Pelajaran (ibroh) dari hadits Nabi ini sangat berharga dalam menjaga masa depan keberagamaan di Indonesia. Mereka yang seenaknya mengadu-domba, maka siksa di alam kubur akan ditimpanya. Adu domba dengan sentimen keagamaan, bisa merusak tata kelola persaudaraan dan kerukunan antar umat beragama. Banyak yang merasa benar dengan melakukan aksi sentimen keagamaan, sebagaimana dalam hadits Nabi tersebut. Mereka yang terus merasa benar ini, mudah sekali menyalahkan orang lain. Dengan dalih persaudaraan dan ayat suci, banyak penebar fitnah dan adu domba ini terus melakukan kampanye dan propaganda yang bisa menyulut konflik.

Hadits Nabi tersebut juga kecaman bagi mereka yang menjadikan isu-isu keagamaan untuk komoditas politik. Dalam kasus foto-foto hoax, bukan saja Tifatul Sembiring saja yang seenaknya asal membagikan. Masih banyak politisi lain yang juga melakukan demikian. Kelihatan sekali ada kepentingan politik. Kasus Rohingya dijadkan komoditas politik untuk meraih simpati publik, bukan dengan aksi nyata memberikan bantuan. Dalam konteks ini, tepat yang dilakukan Nahdlatul Ulama yang menggandeng semua pihak untuk memberikan donasi dalam meringankan warga etinis Rohingya. NU juga mengajak semua pihak untuk berfikir jernih, memberikan solusi terbaik bagi masa depan keberagamaan di Indonesia. NU sangat mengecam tragedi kekerasan, jangan sampai berlanjut tanpa ada solusi, karena mempertaruhkan masa depan peradaban umat manusia.

Dalam konteks membangun masa depan keberagamaan, umat Islam bisa mengcau pada Maklumat Majlis Ulama Indonesia (MUI) terkait kasus Rohingya ini. KH Cholil Nafis (2017), Ketua Komisi Dakwah MUI, menjelaskan tujuh maklumat MUI terkait tragedi kemanusiaan Rohingya. Pertama, kembalikan keamanan di daerah Rakhine dan menghormati hak-hak masyarakat terutama penduduk yang beragama Islam. Kedua, hentikan segala bentuk tindak kekerasan yang dilakukan oleh pemerintah dan militer Myanmar terhadap penduduk dan umat Islam di Rakhine dan di daerah lainnya di Myanmar.

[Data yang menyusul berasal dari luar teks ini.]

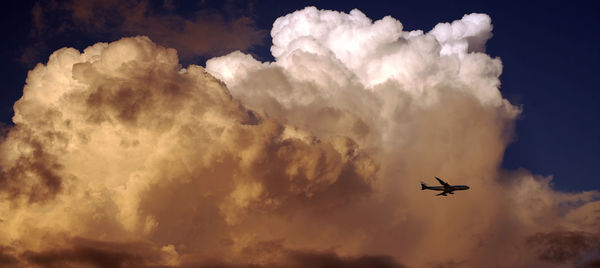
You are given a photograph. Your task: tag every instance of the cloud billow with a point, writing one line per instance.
(123, 157)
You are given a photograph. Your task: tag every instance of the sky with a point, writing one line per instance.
(276, 134)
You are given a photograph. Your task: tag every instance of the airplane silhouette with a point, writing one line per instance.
(445, 188)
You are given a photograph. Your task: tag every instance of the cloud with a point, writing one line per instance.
(121, 154)
(563, 246)
(230, 28)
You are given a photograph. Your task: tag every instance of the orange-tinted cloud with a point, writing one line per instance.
(311, 160)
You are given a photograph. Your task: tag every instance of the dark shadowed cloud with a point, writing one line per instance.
(201, 29)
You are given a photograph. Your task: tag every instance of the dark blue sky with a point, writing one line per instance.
(549, 51)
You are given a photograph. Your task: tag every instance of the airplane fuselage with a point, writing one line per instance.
(445, 188)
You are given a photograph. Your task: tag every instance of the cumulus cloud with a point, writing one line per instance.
(121, 156)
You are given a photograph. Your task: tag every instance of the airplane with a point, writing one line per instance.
(446, 188)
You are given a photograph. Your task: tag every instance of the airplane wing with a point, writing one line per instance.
(445, 184)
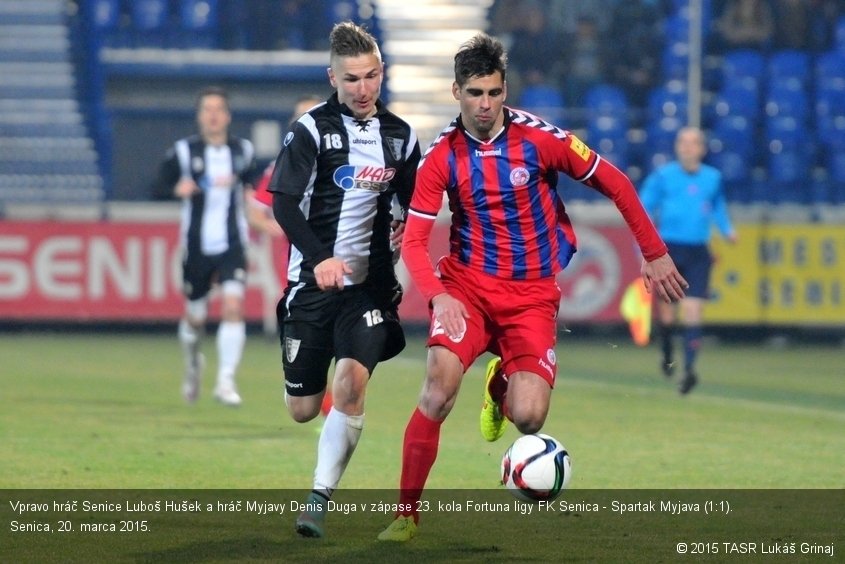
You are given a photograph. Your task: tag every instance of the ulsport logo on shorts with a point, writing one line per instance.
(364, 178)
(292, 348)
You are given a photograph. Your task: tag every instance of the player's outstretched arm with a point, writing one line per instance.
(661, 276)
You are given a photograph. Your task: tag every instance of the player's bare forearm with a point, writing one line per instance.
(329, 273)
(661, 277)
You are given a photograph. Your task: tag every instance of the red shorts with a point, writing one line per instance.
(515, 319)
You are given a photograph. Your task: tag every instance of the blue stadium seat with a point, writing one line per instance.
(830, 113)
(745, 67)
(675, 61)
(667, 101)
(150, 21)
(735, 133)
(786, 102)
(790, 157)
(789, 68)
(735, 170)
(839, 34)
(734, 100)
(544, 101)
(606, 100)
(830, 71)
(106, 17)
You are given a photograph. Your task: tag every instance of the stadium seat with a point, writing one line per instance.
(611, 143)
(839, 34)
(733, 133)
(734, 100)
(606, 100)
(667, 101)
(786, 102)
(543, 101)
(735, 170)
(199, 20)
(789, 68)
(106, 16)
(150, 19)
(743, 66)
(675, 61)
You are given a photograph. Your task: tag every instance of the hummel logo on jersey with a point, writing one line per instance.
(292, 348)
(363, 178)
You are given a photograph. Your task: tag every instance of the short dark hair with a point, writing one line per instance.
(212, 91)
(480, 56)
(348, 39)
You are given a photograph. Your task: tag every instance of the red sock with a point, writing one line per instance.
(498, 389)
(419, 451)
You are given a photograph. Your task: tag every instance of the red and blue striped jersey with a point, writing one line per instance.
(507, 217)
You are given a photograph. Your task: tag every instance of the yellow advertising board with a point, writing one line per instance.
(780, 274)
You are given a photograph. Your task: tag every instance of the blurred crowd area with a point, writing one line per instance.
(772, 74)
(265, 25)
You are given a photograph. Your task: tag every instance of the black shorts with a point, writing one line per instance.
(694, 262)
(360, 322)
(200, 271)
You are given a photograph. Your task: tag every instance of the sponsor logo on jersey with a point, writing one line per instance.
(395, 144)
(519, 176)
(363, 178)
(438, 329)
(579, 148)
(197, 165)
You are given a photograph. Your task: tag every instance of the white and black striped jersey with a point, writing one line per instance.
(213, 221)
(344, 174)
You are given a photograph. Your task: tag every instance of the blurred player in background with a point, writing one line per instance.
(496, 291)
(210, 172)
(260, 210)
(335, 179)
(684, 197)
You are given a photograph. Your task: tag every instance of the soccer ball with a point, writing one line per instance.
(536, 467)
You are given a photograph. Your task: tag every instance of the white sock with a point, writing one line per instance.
(231, 336)
(338, 440)
(189, 338)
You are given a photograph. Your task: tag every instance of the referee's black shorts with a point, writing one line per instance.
(694, 262)
(360, 322)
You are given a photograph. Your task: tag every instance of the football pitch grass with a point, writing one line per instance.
(99, 417)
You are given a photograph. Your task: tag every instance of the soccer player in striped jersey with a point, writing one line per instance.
(211, 172)
(496, 290)
(341, 166)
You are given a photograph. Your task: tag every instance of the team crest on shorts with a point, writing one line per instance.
(520, 176)
(292, 348)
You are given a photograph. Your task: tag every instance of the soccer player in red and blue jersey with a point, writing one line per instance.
(496, 290)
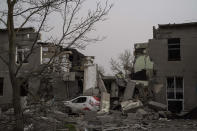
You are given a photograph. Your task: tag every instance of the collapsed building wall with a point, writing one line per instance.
(24, 40)
(173, 51)
(142, 66)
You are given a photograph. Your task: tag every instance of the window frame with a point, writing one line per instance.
(174, 47)
(175, 90)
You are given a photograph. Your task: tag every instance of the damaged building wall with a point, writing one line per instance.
(67, 73)
(173, 51)
(142, 66)
(24, 40)
(90, 77)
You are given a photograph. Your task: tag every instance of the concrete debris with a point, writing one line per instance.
(105, 102)
(130, 105)
(129, 91)
(157, 106)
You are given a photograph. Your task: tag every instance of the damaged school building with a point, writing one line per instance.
(164, 73)
(68, 75)
(167, 62)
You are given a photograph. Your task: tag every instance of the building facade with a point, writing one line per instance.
(173, 52)
(25, 38)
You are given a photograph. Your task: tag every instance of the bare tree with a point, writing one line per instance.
(123, 65)
(101, 70)
(75, 29)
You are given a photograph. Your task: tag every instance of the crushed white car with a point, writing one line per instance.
(83, 103)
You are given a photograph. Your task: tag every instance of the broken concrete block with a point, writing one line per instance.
(129, 91)
(130, 105)
(162, 114)
(105, 102)
(132, 116)
(142, 111)
(157, 106)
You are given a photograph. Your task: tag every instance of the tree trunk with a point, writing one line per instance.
(12, 68)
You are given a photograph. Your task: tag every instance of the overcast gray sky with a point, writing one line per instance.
(131, 21)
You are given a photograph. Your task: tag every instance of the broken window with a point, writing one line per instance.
(1, 86)
(175, 94)
(21, 55)
(174, 49)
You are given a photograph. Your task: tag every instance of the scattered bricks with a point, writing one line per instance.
(90, 115)
(157, 106)
(132, 116)
(162, 114)
(130, 105)
(142, 112)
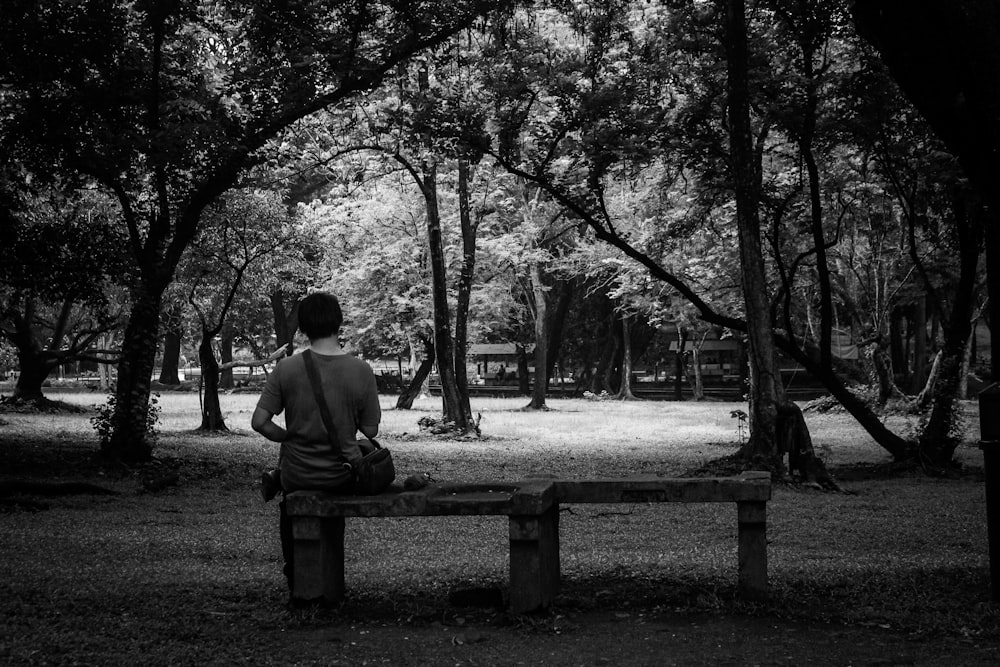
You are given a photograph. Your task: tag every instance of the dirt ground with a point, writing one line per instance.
(616, 638)
(890, 573)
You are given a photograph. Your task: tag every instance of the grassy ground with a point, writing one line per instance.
(893, 572)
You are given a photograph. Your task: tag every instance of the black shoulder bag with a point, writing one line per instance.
(376, 470)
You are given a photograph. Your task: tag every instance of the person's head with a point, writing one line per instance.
(320, 315)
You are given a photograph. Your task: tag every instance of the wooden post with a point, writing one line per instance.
(319, 558)
(752, 518)
(534, 560)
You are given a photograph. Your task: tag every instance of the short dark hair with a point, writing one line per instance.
(320, 315)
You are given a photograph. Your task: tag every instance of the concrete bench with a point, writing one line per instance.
(532, 508)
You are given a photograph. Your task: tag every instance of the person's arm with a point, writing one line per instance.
(261, 422)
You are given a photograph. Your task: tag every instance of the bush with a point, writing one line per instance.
(104, 425)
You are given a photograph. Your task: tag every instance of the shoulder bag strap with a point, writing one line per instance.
(324, 411)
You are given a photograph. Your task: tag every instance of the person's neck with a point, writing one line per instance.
(328, 346)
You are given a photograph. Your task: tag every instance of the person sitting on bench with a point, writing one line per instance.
(307, 460)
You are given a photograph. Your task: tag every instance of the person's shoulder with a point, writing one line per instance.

Ketiga, lindungi seluruh penduduk yang ada di Myanmar dan hak-haknya, baik yang Muslim maupun non-Muslim.

Keempat, berikan akses kepada lembaga kemanusiaan internasional dan dari Indonesia untuk masuk ke wilayah Rakhine guna memberikan bantuan dan pertolongan kepada masyarakat yang telah menjadi korban kekerasan. Kelima, hendaklah PBB melakukan tindakan tegas terhadap aksi brutal dan pelanggaran HAM berat terhadap etnis Rohingya. Keenam, ASEAN harus melakukan terobosan untuk menyelesaikan krisis di Myanmar. Sehingga perbuatan genosida yang terjadi di sana bisa dihentikan. Ketujuh, Indonesia segera mengambil tindakan tegas untuk perwakilan Myanmar yang berada di Indonesia (Dubes Myanmar untuk Indonesia) jika (Pemerintah Myanmar) tetap melakukan tindakan kekerasan dan pengusiran terhadap etnis Rohingya.

Maklumat MUI harus menjadi pegangan bersama umat Islam Indonesia. Jangan sampai gegagah membuat gerakan, tanpa landasan yang jelas.